The player needs a certain amount of video buffered into memory before it can play. If it doesn’t have enough network bandwidth to buffer as much as it needs to, the player will keep trying but may never fully succeed at playing the video stream.
Issues that could keep you from having enough bandwidth for buffering include:
1.) A slow network connection (such as a dial-up modem) too many services or applications using your local network (e.g., watching video while downloading large files).
2.) Too many people using the local network or WiFi.

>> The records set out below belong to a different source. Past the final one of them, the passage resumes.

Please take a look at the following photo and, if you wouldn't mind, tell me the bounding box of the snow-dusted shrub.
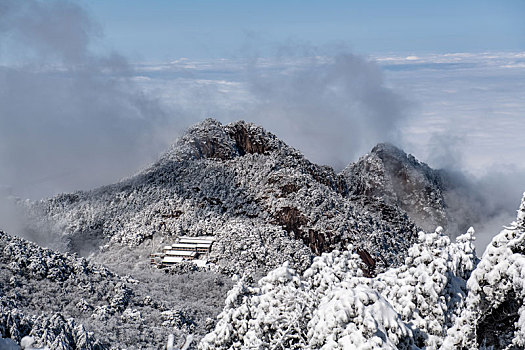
[370,227,476,349]
[444,194,525,349]
[308,282,412,350]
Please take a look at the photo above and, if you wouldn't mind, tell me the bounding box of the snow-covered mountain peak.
[161,118,289,162]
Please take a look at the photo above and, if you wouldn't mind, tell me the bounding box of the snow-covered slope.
[26,119,416,273]
[342,143,447,230]
[446,194,525,349]
[199,229,476,349]
[0,231,229,349]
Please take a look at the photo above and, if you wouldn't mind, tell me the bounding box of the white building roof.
[178,238,214,245]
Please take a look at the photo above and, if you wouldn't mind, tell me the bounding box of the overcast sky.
[73,0,525,61]
[0,0,525,252]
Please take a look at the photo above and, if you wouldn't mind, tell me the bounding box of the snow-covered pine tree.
[443,194,525,349]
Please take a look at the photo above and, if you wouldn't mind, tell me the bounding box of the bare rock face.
[343,144,449,231]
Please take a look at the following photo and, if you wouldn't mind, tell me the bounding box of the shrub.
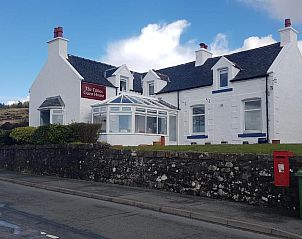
[32,125,71,144]
[9,127,36,144]
[0,129,14,145]
[69,123,101,143]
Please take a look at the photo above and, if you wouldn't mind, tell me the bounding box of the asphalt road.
[0,181,280,239]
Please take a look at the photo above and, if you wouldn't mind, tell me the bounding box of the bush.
[69,123,101,143]
[9,127,36,144]
[0,129,14,145]
[32,125,72,144]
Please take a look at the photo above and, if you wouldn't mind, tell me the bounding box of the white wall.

Using an unsecured WiFi connection.
3.) You do not have enough bandwidth available, 5.5MB down minimum is recommended.
If you have previously played the stream successfully but you’re now experiencing problems, try clearing your browser cache.
In addition, problems can occur at any of the twelve or more hops that the data makes on its way to your computer. The “traffic shaping” system your ISP might be using. By the time the stream reaches you, there can be problems with your router, the connection to your computer or mobile device.
Software and/or hardware problems.
3.) Such as graphics drivers, anti-virus software including shields and live scanners, firewalls and browser plug-ins (All of which you can be temporarily turnoff or disabled).
Understand that the buffer acts like a temporary store to smooth out any changes in the video stream. unfortunately, when it fails, it’s extremely difficult to find the exact cause.